Clinical Trial Details — Status: Recruiting

Administrative data

• NCT number: NCT06336213
• Other study ID #: 20240306
• Status: Recruiting
• Phase: N/A
• Start date: February 19, 2024
• Est. completion date: December 15, 2024

Study information

• Verified date: March 2024
• Source: Petrovsky National Research Centre of Surgery
• Contact: Artem Gubko, Ph.D.
• Phone: +79684241490
• Email: gubko[@]artvig.ru
• Is FDA regulated: No
• Study type: Interventional

Clinical Trial Summary

According to the literature, presepsin was recommended not only as an effective indicator in the diagnosis of sepsis in intensive care units, but also as a reliable prognostic marker of postoperative inflammatory processes in cardiac surgery. Previous study carried out in Petrovsky NRCS related to biomarkers in cardiac surgery and presepsin in particular showed good sensitivity in infection complications prognosis.

Description:

Various biomarkers are being used to improve the quality of prediction models aiming to improve clinical outcomes and reduce mortality in the cardiac surgery patient population.

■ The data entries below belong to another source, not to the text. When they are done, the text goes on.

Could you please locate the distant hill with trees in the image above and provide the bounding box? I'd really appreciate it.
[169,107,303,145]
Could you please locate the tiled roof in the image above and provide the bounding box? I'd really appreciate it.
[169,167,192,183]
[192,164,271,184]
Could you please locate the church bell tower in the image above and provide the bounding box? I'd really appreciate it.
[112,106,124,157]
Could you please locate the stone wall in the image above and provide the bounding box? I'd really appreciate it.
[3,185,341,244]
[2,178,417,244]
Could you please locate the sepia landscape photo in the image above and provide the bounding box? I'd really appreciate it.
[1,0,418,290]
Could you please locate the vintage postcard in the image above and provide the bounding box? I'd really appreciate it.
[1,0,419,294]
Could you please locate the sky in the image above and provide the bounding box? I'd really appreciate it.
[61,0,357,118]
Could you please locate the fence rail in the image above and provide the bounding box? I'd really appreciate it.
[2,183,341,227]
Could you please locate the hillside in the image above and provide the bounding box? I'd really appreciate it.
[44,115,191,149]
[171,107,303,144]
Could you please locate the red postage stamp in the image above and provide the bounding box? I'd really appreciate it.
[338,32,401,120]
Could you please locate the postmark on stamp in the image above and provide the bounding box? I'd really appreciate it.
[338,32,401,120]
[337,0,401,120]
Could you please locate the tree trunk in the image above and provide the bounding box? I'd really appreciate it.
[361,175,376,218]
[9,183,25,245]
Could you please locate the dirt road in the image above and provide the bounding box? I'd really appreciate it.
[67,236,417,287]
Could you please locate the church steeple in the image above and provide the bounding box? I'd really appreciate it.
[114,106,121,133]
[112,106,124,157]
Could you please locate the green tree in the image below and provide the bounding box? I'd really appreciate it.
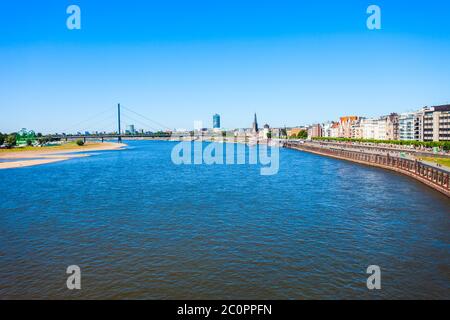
[5,133,17,146]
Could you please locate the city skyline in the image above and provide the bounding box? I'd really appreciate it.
[0,0,450,132]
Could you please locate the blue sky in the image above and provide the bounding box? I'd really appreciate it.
[0,0,450,132]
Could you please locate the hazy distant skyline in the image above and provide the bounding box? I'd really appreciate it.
[0,0,450,133]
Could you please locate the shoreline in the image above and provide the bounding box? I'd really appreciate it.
[288,142,450,198]
[0,142,127,170]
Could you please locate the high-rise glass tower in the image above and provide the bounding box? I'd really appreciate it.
[213,114,220,129]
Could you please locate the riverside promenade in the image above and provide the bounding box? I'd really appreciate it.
[284,141,450,198]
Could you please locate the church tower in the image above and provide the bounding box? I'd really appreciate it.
[253,113,259,133]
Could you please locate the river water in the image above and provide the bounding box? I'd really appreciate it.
[0,141,450,299]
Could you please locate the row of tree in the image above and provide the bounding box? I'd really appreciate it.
[0,132,56,147]
[289,130,308,140]
[313,137,450,151]
[0,132,17,146]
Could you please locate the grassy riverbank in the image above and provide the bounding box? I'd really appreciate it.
[0,142,116,155]
[421,157,450,168]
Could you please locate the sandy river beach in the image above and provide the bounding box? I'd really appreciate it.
[0,142,126,170]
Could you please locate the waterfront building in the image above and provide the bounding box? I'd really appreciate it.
[259,124,270,139]
[386,113,399,140]
[213,113,220,129]
[252,113,259,134]
[419,105,450,141]
[339,116,359,138]
[286,127,308,138]
[271,128,281,139]
[308,124,322,139]
[330,122,340,138]
[352,118,365,139]
[125,124,136,134]
[322,121,339,138]
[398,112,416,141]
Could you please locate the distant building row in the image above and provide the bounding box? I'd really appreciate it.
[299,105,450,141]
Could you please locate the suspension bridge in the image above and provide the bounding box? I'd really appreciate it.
[48,104,172,143]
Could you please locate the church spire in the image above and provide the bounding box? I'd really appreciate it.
[253,113,259,133]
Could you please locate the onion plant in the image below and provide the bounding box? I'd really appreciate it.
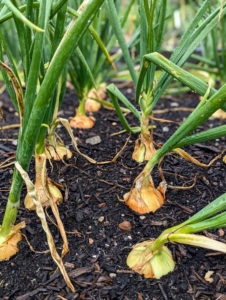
[107,0,226,214]
[68,0,134,128]
[0,0,103,260]
[127,194,226,279]
[186,1,226,84]
[124,53,226,213]
[106,0,225,162]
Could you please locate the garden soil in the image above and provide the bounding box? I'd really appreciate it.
[0,86,226,300]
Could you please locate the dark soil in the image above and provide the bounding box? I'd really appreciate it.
[0,88,226,300]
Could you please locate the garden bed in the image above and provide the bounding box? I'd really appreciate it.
[0,87,226,300]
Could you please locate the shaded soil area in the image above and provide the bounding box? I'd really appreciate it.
[0,88,226,300]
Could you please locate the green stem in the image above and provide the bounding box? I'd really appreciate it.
[0,0,104,243]
[0,169,23,245]
[76,98,86,116]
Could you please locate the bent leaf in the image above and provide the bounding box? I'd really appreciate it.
[15,162,75,292]
[0,221,26,261]
[0,61,24,126]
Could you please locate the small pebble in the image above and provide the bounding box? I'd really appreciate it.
[12,140,17,146]
[86,135,101,145]
[89,238,94,245]
[118,221,132,230]
[170,102,179,107]
[98,216,104,222]
[162,220,168,227]
[162,126,169,132]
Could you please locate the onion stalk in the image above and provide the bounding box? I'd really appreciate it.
[127,194,226,279]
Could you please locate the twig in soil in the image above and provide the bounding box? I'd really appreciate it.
[191,268,207,285]
[158,159,197,190]
[158,282,168,300]
[67,164,127,189]
[1,124,21,130]
[150,116,181,125]
[205,252,225,257]
[58,118,129,165]
[21,232,50,254]
[153,107,194,114]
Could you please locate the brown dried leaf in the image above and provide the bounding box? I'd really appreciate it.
[204,271,214,283]
[15,162,75,292]
[0,222,26,261]
[118,221,132,230]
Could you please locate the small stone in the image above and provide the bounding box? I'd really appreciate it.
[218,228,224,236]
[89,238,94,245]
[118,221,132,230]
[162,126,169,132]
[97,171,103,176]
[162,220,168,227]
[123,235,132,242]
[64,261,75,269]
[12,140,17,146]
[170,102,179,107]
[98,216,104,222]
[86,135,101,145]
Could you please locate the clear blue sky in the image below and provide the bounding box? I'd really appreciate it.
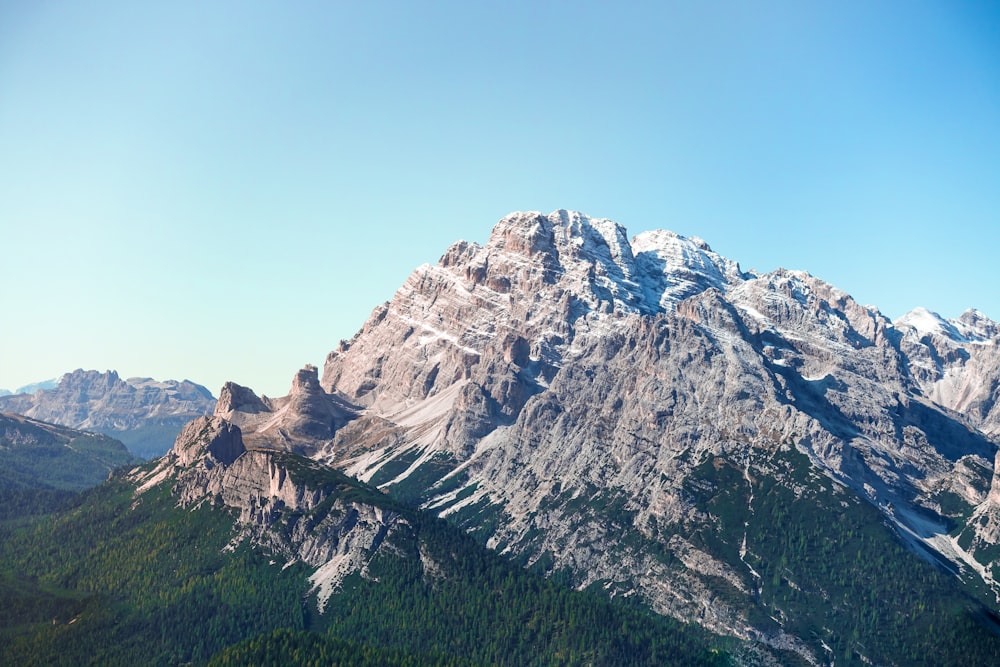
[0,0,1000,396]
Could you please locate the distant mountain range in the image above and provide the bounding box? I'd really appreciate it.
[0,370,215,458]
[0,378,59,396]
[0,413,138,491]
[0,211,1000,665]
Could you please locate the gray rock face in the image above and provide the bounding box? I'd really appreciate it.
[896,308,1000,436]
[214,365,355,454]
[131,416,412,612]
[213,211,1000,661]
[0,370,215,458]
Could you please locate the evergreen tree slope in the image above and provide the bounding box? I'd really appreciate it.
[0,444,731,665]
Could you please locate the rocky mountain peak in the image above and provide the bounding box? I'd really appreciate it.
[290,364,323,395]
[214,382,269,419]
[171,416,246,468]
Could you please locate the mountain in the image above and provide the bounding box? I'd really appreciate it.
[0,211,1000,665]
[0,370,215,458]
[11,378,59,394]
[216,211,1000,662]
[0,413,137,519]
[0,417,734,666]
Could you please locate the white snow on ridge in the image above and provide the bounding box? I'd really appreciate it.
[894,306,952,337]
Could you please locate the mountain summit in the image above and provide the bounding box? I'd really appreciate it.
[201,210,1000,662]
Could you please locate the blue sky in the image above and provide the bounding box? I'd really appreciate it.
[0,0,1000,396]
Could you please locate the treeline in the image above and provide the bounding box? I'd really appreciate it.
[0,466,727,665]
[692,450,1000,665]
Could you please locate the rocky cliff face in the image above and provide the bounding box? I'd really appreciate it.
[896,308,1000,436]
[214,365,356,455]
[0,370,215,458]
[131,416,419,611]
[209,211,998,661]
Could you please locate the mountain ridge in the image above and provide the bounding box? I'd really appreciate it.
[0,369,215,458]
[195,211,1000,661]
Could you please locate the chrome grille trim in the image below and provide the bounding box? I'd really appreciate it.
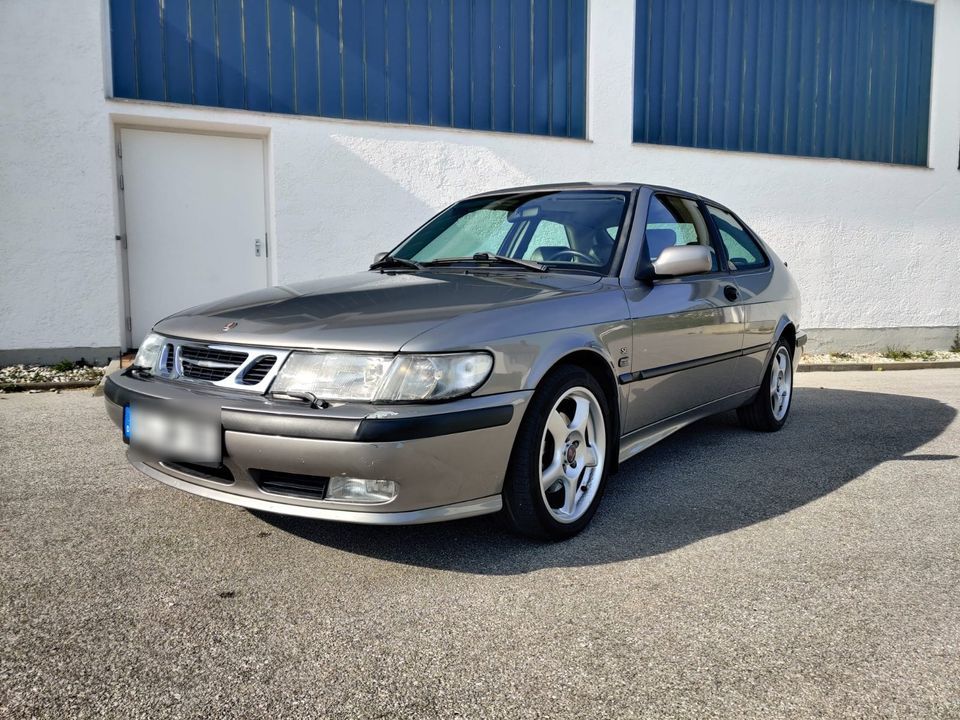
[156,338,291,395]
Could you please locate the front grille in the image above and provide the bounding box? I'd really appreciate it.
[180,345,247,382]
[240,355,277,385]
[251,470,330,500]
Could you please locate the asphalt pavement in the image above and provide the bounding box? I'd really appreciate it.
[0,370,960,719]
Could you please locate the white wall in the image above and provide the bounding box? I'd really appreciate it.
[0,0,960,360]
[0,0,121,358]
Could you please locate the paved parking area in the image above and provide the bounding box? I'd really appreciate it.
[0,370,960,718]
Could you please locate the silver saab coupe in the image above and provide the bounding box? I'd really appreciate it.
[105,183,806,539]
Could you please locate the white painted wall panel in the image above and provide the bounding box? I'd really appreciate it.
[0,0,960,358]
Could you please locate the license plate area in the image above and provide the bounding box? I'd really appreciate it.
[123,403,223,464]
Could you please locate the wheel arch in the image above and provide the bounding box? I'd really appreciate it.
[531,347,620,475]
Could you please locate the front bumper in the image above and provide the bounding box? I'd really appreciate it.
[104,371,532,525]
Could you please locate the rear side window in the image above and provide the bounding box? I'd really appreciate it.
[707,205,767,270]
[646,195,718,270]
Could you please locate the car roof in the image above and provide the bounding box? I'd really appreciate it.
[462,182,723,208]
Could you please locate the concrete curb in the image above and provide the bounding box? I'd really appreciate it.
[797,360,960,372]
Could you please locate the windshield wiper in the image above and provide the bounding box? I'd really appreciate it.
[424,253,550,272]
[370,255,423,270]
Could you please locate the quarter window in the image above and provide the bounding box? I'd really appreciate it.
[707,205,767,270]
[646,195,718,271]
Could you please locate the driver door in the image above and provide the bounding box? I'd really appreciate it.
[624,194,744,432]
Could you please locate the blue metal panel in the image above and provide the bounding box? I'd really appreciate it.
[163,0,193,103]
[427,0,453,127]
[340,0,367,120]
[241,0,271,110]
[569,2,587,137]
[530,0,552,135]
[632,0,934,165]
[134,0,167,100]
[190,2,220,105]
[385,2,409,122]
[470,0,496,130]
[317,0,343,117]
[267,0,297,113]
[363,0,387,122]
[110,0,138,97]
[490,0,516,132]
[450,0,473,128]
[217,0,247,108]
[109,0,584,137]
[407,0,430,125]
[293,0,320,115]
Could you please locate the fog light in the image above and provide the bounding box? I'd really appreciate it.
[326,477,397,503]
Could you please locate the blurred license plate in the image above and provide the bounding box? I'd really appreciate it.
[123,405,221,463]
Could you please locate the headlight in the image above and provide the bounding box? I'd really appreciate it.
[133,333,166,370]
[271,352,493,402]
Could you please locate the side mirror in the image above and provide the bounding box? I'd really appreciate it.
[652,245,713,277]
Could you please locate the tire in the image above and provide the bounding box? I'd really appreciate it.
[737,338,793,432]
[501,366,612,540]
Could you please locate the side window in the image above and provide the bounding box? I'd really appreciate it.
[707,205,767,270]
[645,195,718,271]
[523,220,570,260]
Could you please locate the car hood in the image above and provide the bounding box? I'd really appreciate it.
[155,270,600,352]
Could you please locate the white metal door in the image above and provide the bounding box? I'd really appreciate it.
[120,128,268,346]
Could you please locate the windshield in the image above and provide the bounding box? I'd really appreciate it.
[391,190,629,273]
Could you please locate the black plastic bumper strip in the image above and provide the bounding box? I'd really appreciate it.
[104,378,513,442]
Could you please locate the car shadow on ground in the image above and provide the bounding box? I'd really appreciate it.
[255,388,956,575]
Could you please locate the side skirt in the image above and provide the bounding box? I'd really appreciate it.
[620,385,759,462]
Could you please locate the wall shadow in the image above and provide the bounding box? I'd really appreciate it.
[255,388,956,575]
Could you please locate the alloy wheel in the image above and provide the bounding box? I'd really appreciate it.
[540,387,607,523]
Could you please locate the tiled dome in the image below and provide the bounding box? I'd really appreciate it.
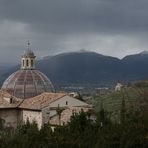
[2,69,54,99]
[2,42,54,99]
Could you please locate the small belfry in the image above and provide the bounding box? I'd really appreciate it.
[21,41,36,70]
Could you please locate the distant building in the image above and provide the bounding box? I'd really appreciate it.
[0,91,91,128]
[2,43,54,99]
[0,43,91,128]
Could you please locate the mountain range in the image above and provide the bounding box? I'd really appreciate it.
[0,51,148,87]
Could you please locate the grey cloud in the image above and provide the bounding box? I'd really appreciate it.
[0,0,148,62]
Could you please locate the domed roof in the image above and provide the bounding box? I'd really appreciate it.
[2,69,54,99]
[22,49,35,58]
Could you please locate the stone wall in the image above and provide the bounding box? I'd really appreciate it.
[22,110,42,129]
[0,109,20,128]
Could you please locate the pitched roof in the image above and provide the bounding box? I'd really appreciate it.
[49,107,90,125]
[19,92,66,110]
[0,90,22,109]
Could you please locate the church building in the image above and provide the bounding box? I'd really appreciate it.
[0,43,91,128]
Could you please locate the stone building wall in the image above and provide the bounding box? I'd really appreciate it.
[0,109,20,128]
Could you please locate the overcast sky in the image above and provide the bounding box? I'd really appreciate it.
[0,0,148,62]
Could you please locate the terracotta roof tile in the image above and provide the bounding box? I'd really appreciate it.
[19,93,66,110]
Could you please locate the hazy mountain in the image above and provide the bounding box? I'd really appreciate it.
[0,51,148,86]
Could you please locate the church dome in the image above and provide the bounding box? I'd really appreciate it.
[2,69,54,99]
[2,42,54,99]
[22,49,35,58]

In particular, presepsin and procalcitonin have comparable prognostic value for adverse renal, cardiovascular and respiratory outcomes in cardiac surgery patients. In addition, presepsin has in-hospital, 30-day, and 6-month prognostic mortality rate value and is also highly effective for the early diagnosis of sepsis in patients in the intensive care unit. In the previous study the absence of an increase in the level of presepsin in the first 6 hours after surgery was associated with an increased risk of developing a complicated course of the postoperative period (OR 4.15, 95% CI: 1.83-9.41). The combination of two risk factors - a presepsin level at the end of surgery >519.5 pg/ml and the absence of an increase in the presepsin level in the first 6 hours after surgery was associated with an increased risk of developing a complicated course of the postoperative period (OR 5.80, 95% CI: 2. 19-15.35). The hypothesis of this study suggests that in case of insufficient prevention of infectious complications, based on the dynamics of presepsin, it is permissible to administer the broad-spectrum drug ampicillin/sulbactam 3 g. every 6 hours for at least 72 hours from the date of surgery. It is expected that changes in the tactics of antibacterial therapy will reduce the number of inflammatory complications in patients undergoing surgery on thoracic aorta.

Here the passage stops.